Grâce aux actions de prévention et de mobilisation, notamment au moment d'Octobre rose, une femme sur deux en France fait le choix de se faire dépister du cancer du sein. Comment comprendre ce résultat ? Faut-il s'en réjouir ? Il est en réalité ambivalent.
C'est beaucoup d'une certaine façon et cela a permis de sauver de nombreuses vies. En effet, la mortalité liée au cancer du sein a diminué de 20 %. Cependant, la marge de progression est encore immense. Et le chemin s'avère encore très long pour le cancer le plus fréquent et le plus meurtrier chez les femmes, avec 58 500 nouveaux cas par ans. Si des progrès sont constatés d'année en année sur la prévention et le dépistage du cancer du sein, le volet lié au soin, à la guérison, celui de "l'après cancer" ne doit pas être négligé ou oublié.

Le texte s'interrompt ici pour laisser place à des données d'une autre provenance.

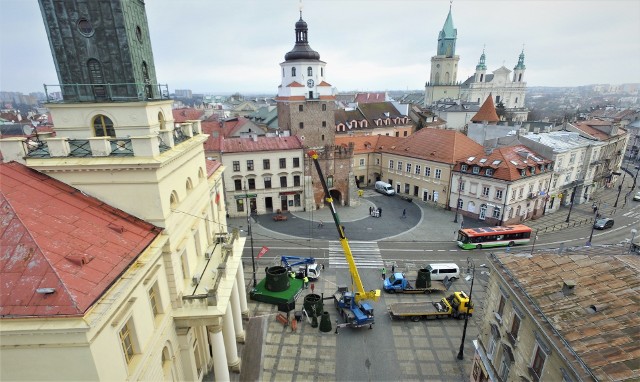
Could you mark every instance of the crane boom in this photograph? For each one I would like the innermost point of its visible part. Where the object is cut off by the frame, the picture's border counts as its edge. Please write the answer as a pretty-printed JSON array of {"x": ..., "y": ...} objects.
[{"x": 360, "y": 293}]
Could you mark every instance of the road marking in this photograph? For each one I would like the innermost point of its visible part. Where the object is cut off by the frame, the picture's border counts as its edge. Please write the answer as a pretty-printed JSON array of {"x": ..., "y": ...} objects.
[{"x": 366, "y": 254}]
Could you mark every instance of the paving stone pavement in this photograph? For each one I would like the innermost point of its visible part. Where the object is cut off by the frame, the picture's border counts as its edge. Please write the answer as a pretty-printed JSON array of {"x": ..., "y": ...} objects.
[{"x": 419, "y": 351}]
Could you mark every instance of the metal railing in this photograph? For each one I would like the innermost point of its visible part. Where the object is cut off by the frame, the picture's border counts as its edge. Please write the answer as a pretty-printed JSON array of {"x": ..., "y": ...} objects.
[
  {"x": 121, "y": 147},
  {"x": 118, "y": 92},
  {"x": 79, "y": 148}
]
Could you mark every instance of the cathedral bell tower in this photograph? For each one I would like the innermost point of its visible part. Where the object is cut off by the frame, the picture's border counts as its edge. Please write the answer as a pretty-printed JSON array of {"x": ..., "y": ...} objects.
[
  {"x": 518, "y": 70},
  {"x": 306, "y": 107},
  {"x": 115, "y": 134},
  {"x": 444, "y": 66}
]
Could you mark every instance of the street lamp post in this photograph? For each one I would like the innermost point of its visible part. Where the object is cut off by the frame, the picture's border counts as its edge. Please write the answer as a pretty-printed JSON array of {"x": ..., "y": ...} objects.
[
  {"x": 246, "y": 197},
  {"x": 620, "y": 188},
  {"x": 593, "y": 226},
  {"x": 470, "y": 266},
  {"x": 573, "y": 195},
  {"x": 455, "y": 219}
]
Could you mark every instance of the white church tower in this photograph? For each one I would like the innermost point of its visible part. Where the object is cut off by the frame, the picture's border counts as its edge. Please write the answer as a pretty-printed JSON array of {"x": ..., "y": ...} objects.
[{"x": 444, "y": 66}]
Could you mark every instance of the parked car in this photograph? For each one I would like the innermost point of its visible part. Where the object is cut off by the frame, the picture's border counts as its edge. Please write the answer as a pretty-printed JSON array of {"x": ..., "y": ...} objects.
[{"x": 603, "y": 223}]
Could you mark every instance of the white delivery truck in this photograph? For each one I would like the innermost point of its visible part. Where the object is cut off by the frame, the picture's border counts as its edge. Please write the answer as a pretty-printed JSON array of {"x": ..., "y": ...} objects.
[{"x": 384, "y": 188}]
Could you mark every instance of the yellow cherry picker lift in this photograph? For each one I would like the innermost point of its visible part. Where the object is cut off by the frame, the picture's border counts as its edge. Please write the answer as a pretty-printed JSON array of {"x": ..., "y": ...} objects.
[{"x": 351, "y": 304}]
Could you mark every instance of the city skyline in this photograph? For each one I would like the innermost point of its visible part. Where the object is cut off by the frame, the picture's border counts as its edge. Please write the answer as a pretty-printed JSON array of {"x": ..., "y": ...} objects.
[{"x": 379, "y": 45}]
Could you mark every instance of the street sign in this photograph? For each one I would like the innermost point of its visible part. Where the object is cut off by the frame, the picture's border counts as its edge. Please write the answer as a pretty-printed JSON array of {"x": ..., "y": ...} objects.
[{"x": 243, "y": 196}]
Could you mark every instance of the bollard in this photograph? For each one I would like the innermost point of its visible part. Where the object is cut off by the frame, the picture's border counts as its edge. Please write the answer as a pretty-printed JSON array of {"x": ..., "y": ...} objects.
[{"x": 325, "y": 322}]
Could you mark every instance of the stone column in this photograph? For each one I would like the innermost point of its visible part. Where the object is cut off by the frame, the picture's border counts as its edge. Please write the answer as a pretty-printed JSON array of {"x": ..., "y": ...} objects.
[
  {"x": 237, "y": 315},
  {"x": 229, "y": 335},
  {"x": 220, "y": 368},
  {"x": 243, "y": 288}
]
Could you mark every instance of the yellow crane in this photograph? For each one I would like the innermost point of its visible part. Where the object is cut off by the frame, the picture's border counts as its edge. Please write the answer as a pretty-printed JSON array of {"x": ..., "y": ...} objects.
[{"x": 360, "y": 293}]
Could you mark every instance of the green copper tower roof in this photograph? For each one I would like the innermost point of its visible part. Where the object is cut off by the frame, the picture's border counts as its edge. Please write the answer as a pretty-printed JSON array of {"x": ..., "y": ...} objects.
[
  {"x": 447, "y": 38},
  {"x": 520, "y": 64},
  {"x": 481, "y": 65}
]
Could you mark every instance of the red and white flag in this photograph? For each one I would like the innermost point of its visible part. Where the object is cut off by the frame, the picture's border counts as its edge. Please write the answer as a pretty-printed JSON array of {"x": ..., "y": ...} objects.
[{"x": 262, "y": 252}]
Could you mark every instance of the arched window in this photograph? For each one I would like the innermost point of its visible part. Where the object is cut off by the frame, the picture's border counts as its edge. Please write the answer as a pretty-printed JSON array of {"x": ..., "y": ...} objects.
[
  {"x": 161, "y": 124},
  {"x": 96, "y": 77},
  {"x": 147, "y": 81},
  {"x": 103, "y": 126},
  {"x": 173, "y": 199}
]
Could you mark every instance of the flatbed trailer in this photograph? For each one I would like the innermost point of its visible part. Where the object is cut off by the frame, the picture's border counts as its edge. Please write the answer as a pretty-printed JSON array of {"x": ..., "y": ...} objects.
[
  {"x": 455, "y": 306},
  {"x": 399, "y": 283}
]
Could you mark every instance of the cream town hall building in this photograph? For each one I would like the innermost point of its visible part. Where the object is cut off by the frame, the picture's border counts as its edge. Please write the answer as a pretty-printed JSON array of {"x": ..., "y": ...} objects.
[{"x": 117, "y": 264}]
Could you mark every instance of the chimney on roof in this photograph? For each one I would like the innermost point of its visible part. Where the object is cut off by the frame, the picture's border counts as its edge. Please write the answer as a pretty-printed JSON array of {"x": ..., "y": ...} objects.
[{"x": 568, "y": 287}]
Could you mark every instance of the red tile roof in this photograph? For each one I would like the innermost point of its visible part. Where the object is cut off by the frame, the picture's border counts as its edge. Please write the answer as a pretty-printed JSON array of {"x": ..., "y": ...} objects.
[
  {"x": 212, "y": 166},
  {"x": 236, "y": 145},
  {"x": 444, "y": 146},
  {"x": 506, "y": 162},
  {"x": 590, "y": 128},
  {"x": 487, "y": 112},
  {"x": 184, "y": 114},
  {"x": 370, "y": 97},
  {"x": 54, "y": 236},
  {"x": 361, "y": 143}
]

Car il y a bien un "après"... Après l'annonce du cancer, après la première chimiothérapie, après la radiothérapie, après les opérations. Et cet "après" qui change définitivement la vie des patientes, doit se préparer dès le diagnostic et se discuter dans le bureau de l'oncologue et ensuite du chirurgien.

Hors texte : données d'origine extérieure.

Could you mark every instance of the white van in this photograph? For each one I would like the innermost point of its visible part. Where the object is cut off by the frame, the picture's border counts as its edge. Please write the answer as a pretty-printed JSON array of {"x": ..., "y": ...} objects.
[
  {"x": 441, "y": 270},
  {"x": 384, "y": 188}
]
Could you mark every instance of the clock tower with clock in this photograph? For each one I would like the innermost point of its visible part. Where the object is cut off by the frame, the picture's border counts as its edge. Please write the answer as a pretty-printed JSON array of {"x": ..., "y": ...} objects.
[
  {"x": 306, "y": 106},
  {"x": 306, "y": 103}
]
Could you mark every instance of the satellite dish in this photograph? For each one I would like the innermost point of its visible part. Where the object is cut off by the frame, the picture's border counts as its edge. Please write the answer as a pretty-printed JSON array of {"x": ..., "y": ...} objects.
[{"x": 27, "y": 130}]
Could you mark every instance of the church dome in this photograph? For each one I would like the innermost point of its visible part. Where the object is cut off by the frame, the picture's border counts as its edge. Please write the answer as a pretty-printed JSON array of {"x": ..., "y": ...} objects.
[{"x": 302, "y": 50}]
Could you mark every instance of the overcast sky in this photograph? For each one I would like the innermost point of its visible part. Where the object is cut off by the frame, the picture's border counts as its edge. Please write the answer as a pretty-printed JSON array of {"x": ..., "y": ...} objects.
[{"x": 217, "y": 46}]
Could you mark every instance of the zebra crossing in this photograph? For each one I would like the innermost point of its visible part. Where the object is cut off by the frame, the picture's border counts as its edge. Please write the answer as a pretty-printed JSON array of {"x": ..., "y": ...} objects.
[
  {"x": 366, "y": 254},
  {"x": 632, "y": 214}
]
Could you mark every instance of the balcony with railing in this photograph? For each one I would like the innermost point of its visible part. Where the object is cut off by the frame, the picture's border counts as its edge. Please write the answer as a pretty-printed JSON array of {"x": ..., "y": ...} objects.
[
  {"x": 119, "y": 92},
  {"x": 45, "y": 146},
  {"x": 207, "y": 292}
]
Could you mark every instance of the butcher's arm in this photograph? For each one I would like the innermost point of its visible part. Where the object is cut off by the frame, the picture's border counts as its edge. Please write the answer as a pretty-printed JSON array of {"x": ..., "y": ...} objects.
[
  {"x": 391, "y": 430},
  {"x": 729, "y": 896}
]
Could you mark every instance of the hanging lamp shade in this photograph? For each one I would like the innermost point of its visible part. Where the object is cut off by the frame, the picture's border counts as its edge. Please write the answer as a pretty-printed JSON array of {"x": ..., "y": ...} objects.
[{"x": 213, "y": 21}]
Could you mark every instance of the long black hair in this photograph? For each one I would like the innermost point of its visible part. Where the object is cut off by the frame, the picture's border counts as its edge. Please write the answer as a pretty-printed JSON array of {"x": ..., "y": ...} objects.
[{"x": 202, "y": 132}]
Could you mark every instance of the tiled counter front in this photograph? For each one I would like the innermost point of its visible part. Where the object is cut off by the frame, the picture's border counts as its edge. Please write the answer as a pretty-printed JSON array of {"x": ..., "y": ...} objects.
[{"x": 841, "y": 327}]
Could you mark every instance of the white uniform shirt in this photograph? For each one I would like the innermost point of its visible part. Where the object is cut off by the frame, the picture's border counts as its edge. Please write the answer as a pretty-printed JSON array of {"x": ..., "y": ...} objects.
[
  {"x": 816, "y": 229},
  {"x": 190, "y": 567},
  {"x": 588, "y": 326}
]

Les nouveaux traitements, rendus possible grâce à la recherche, n'ont cessé de s'améliorer. Mais aujourd'hui, ils restent encore invasifs, avec de nombreuses conséquences et séquelles parfois sur le long terme : manque d'élasticité de la peau, problème lié à une sexualité épanouie, rapport au corps plus compliqué, regard des autres plus difficile à accepter...

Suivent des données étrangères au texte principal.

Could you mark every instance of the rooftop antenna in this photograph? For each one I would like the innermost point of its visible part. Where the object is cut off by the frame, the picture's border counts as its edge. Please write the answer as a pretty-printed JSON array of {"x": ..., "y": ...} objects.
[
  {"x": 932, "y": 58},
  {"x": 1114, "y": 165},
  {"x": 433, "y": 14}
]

Idem concernant la chirurgie réparatrice après une mastectomie. Elle n'est pas la norme et peut parfois se faire en deux, trois, voire quatre opérations. Pour les femmes qui choisissent la reconstruction de leur sein, cette étape "d'entre deux" peut durer des mois, parfois des années entre la mastectomie et la décision de "reconstruire". C'est donc tout le rapport aux autres, le rapport à soi aussi qui est ainsi bouleversé, questionné après le traitement d'un cancer, après les chirurgies réparatrices.
Aujourd'hui pourtant, de nombreuses femmes demeurent dans l'ignorance face aux solutions qui pourraient se présenter à elles à l'issue d'une mastectomie. Peu de femmes consultent même un chirurgien de peur de souffrir et dans la méconnaissance des progrès dans le domaine.
Toute cette préparation de l'"après" est donc essentielle et doit commencer le plus tôt possible. Il est d'ailleurs plus simple à envisager dans un centre dédié pluridisciplinaire. Cette phase de préparation émotionnelle, physique, sociale et psychologique "de l'après" ne peut être que co-construite entre l'équipe médicale et la patiente.
Nous savons aujourd'hui à quel point les soins de kinésithérapie -notamment pour les difficultés à lever le bras -, des massages appliqués à la cicatrice, des cures thermales, l'écoute d'un sexologue, d'un psychologue sont utiles et nécessaires. L'approche la plus complète sera celle psychocorporelle, en somme une approche globale d'accompagnement.
Sensibilisons ainsi toutes les femmes pour donner une place plus forte à l'écoute, à la prise en compte de questionnements face à un corps qui a changé, répondre aux doutes inhérents à une féminité différente, qui doit donc être réinventée aussi.